Czy istnieje w polskim (nie polskojęzycznym!) dyskursie coś aktualnego, żywego, radzącego sobie ze współczesnością? Czy jest coś takiego, jak polska (nie polskojęzyczna!) literatura? Sztuka w ogóle?

 

To było już ostatnie przed wakacjami spotkanie z p. Bożeną Umińską-Keff. A prawdopodobnie ostatnie w ogóle w lokalu "Krytyki Politycznej" przy Nowym Świecie.
Centrum Kultury Nowy Wspaniały Świat w połowie lipca kończy działalność w dotychczasowym miejscu. Nie jest jasne, czy i gdzie działalność będzie kontynuować. Ubiegało się o lokal przy Pl. Grzybowskim 2, ale został on przez miasto przekazany Muzeum Historii Żydów Polskich.

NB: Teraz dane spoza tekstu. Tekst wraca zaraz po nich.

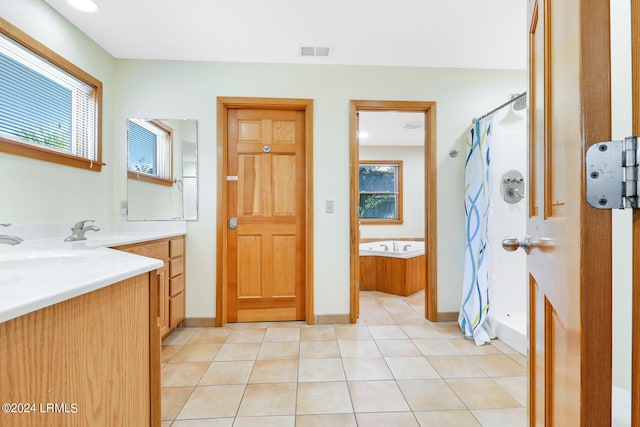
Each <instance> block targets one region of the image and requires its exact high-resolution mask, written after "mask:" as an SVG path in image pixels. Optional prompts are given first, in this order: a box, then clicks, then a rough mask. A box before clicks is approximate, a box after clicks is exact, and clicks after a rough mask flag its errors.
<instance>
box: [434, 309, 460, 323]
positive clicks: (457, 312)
mask: <svg viewBox="0 0 640 427" xmlns="http://www.w3.org/2000/svg"><path fill="white" fill-rule="evenodd" d="M459 314H460V313H458V312H457V311H443V312H438V322H455V321H456V320H458V315H459Z"/></svg>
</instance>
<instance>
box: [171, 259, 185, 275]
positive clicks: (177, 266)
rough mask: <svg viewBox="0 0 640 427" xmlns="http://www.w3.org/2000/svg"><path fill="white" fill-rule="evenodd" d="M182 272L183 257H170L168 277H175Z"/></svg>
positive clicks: (183, 263)
mask: <svg viewBox="0 0 640 427" xmlns="http://www.w3.org/2000/svg"><path fill="white" fill-rule="evenodd" d="M182 273H184V258H175V259H172V260H171V261H170V267H169V274H170V277H176V276H177V275H179V274H182Z"/></svg>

Tym razem spotkanie rozegrało się jakoś krótkoszybko, prowadząca prześlizgnęła się po współczesnej literaturze polskiej (?) i pod koniec zaprezentowała kilka stron komiksu "Maus" Arta Spiegelmana.

[Skrót notatek: dostępny tutaj.]

Cykl nosił nazwę "Klisze tożsamości jako niewola". W założeniu, traktował o Żydach i literaturze. Czy przypadkiem nie było tam więcej klisz z konterfektami Polaków niż Żydów - każdy może ocenić sam, słuchając nagrań (p. Keff napomknęła pod koniec, że materiały być może pojawią się też w innej formie).

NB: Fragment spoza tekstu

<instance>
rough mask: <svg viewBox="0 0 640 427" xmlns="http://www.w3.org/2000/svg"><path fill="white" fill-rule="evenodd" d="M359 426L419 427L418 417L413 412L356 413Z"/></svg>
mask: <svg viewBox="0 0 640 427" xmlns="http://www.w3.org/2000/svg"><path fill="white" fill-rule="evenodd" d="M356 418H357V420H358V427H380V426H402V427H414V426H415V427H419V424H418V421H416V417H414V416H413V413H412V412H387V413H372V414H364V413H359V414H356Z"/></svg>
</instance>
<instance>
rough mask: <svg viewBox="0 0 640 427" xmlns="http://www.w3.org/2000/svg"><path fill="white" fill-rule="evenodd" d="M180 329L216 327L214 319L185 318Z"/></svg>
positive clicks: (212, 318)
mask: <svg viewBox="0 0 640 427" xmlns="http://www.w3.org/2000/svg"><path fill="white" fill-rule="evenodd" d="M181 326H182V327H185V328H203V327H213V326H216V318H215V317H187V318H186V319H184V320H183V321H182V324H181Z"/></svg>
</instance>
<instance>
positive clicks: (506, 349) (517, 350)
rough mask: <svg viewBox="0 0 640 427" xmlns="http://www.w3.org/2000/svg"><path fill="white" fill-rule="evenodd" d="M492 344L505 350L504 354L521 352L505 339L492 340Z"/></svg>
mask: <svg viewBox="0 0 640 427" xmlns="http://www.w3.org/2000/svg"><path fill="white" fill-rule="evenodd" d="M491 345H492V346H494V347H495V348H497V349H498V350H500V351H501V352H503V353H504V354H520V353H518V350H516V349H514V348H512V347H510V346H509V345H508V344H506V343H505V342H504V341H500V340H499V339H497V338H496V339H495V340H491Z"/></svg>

Nie sposób zaprzeczyć, że i my mamy swoje "klisze tożsamości" i swoją niewolę.
Klisze tożsamości pomogły przetrwać, przechować i przenieść polskość przez meandry trudnej w ostatnich wiekach historii. Ale stają się niewolą, gdy się ich trzymać kurczowo, jak koła ratunkowego, kosztem stanięcia na własnych nogach. Nie ma powrotu do przeszłości. Natomiast czy chcemy czy nie, czeka nas przyszłość.

Powracające pytanie: czy istnieje w polskim (nie polskojęzycznym!) "dyskursie" coś aktualnego, żywego, radzącego sobie ze współczesnością? Czy jest coś takiego, jak polska (nie polskojęzyczna!) literatura? Sztuka w ogóle?
Czy tylko Sienkiewicz? Dmowski i Koneczny, sprzed stu lat?

Z czym do ludzi? - że zapytam popularną frazą. No, z czym?!